INTERVIEW: Ma administration doesn’t understand ‘government’

NEW BOSS, NEW RULES A former Taiwan Foundation for Democracy member said the KMT didn’t respect decisions that were made under the former DPP government

By Chiu Yen-ling  /  STAFF REPORTER

Michael Hsiao (蕭新煌), who recently resigned from his position as a member of the supervisory board of the Taiwan Foundation for Democracy (TFD), said in an interview last Monday that since the inauguration of President Ma Ying-jeou (馬英九), the government has displayed a skewed understanding of the word “government.”

“It seems that only the Chinese Nationalist Party [KMT] government qualifies as a government, while the Democratic Progressive Party [DPP] government was not a government,” he said.

As a result, members of the TFD, the Overseas Chinese Culture and Education Foundation and the Council for Hakka Affairs have been replaced for a variety of reasons, Hsiao said.

“I think this is frightening,” Hsiao said.

In response to speculation that the government wanted former KMT legislator Huang Teh-fu (黃德福) to take over as president of the TFD, Hsiao said no one would raise an eyebrow as long as a suitable person was chosen as replacement, but that in his view, “Huang is too partisan.”

Hsiao said what he found frightening about the government was that “while it criticizes others, it turns around and does exactly the same thing that it is criticizing others for doing.”

The Council for Hakka Affairs used to hold a meeting every two months, he said, but since Ma became president, the meetings are often skipped.

With new council members set to be appointed next week, Hsiao said the government’s approach to handling groups like the council “is to avoid holding regular meetings and then appointing new members once the terms are up.”

Hsiao said the Overseas Chinese Commission’s Overseas Chinese Culture and Education Foundation had also replaced board members.

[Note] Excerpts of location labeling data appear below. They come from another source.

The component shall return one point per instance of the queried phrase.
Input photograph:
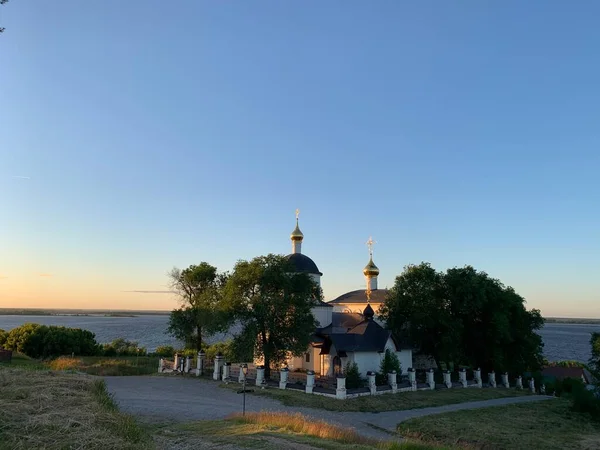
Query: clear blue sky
(160, 134)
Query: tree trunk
(198, 339)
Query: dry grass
(297, 423)
(540, 425)
(103, 366)
(267, 430)
(50, 410)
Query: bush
(121, 347)
(389, 363)
(44, 341)
(353, 379)
(3, 337)
(165, 351)
(585, 401)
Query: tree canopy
(273, 305)
(464, 317)
(202, 312)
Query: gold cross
(370, 244)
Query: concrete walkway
(166, 399)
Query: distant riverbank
(78, 312)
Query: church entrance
(337, 365)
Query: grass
(385, 402)
(52, 410)
(278, 431)
(107, 366)
(541, 425)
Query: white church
(348, 328)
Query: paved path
(181, 399)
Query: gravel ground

Although it was within the government’s rights to appoint board members, he questioned whether the new members had sufficient expertise.

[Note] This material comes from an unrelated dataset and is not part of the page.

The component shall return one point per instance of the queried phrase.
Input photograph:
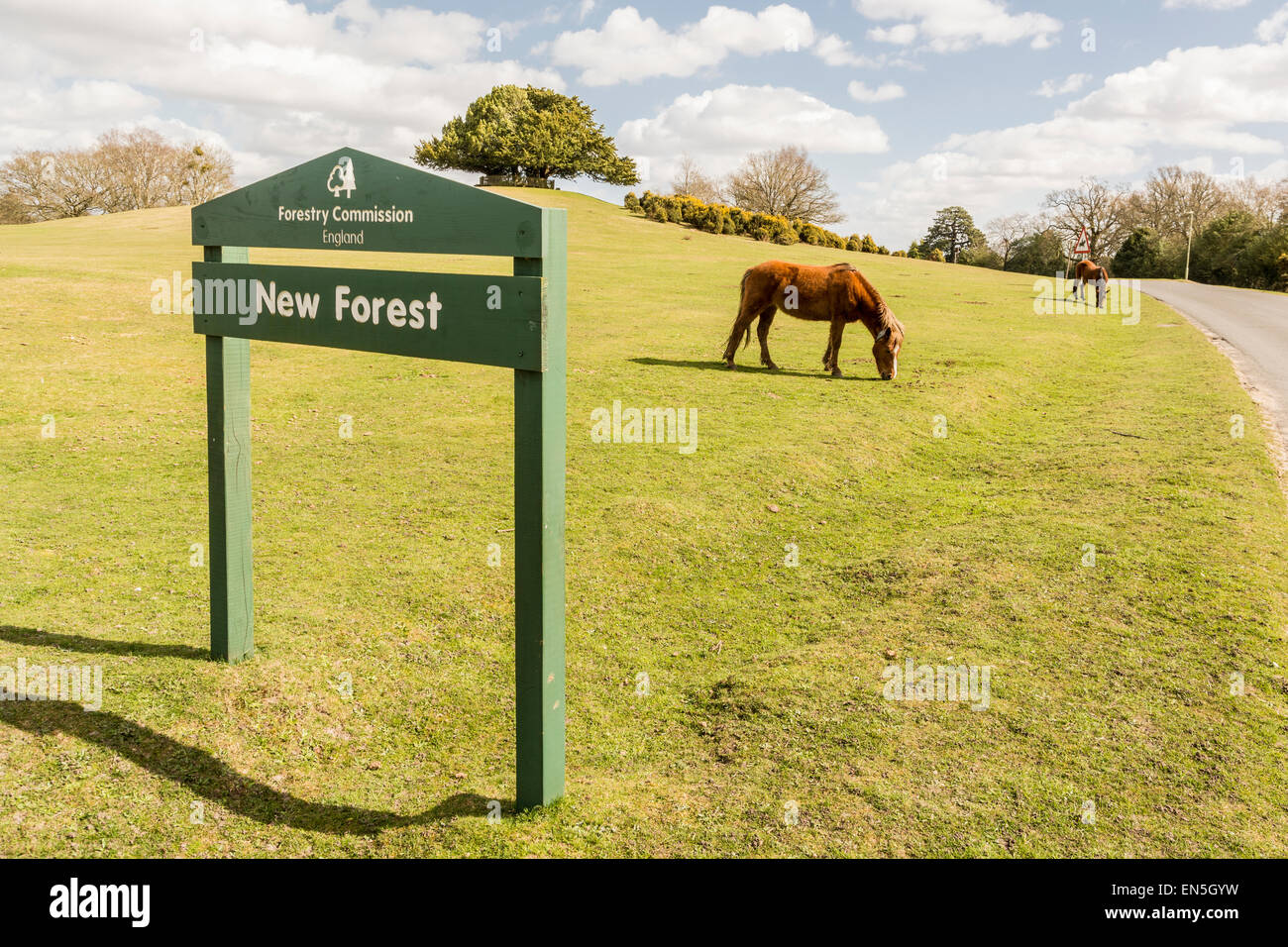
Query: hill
(377, 714)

Hsiao said he suspected that although the government claimed the changes were being made to improve the groups, they were in fact politically motivated.

There were also reports that the Foundation for Excellent Journalism Award, the National Culture and Arts Foundation and the Public Television Service — which all cooperated well with the previous government — have had problems applying for funds since Ma took office and that lower officials were afraid to contact the Ma government.

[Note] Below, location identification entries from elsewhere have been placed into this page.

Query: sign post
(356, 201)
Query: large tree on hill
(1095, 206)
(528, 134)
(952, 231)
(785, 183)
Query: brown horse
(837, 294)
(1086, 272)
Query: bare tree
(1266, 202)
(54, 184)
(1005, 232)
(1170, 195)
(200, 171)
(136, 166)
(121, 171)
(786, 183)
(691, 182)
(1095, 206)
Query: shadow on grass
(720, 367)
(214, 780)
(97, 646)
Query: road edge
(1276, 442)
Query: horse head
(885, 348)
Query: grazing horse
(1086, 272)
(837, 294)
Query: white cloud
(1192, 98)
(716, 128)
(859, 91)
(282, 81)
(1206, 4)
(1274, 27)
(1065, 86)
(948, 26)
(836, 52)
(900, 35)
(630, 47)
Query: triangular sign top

Hsiao said he felt these were the most objectionable aspects of the Ma administration.

Despite the fact that there had been a change in government, cooperation with all these organizations should still be possible, but the present government refuses to cooperate with any organization that had good relations with the former DPP government.

“This is very serious,” he said. “And this must come from the top, with lower-level staff afraid to question it.”

Hsiao said the Ma government is active when it comes to replacing people, but passive when it comes to cooperation. It uses these two approaches to deal with agencies, foundations and other green organizations in the DPP periphery, he added.

“This is very unprofessional,” he said. “They have completely misunderstood the fact that there is only one government. It seems only the KMT government qualifies as a government, and that when someone else is in power, they are [something different].”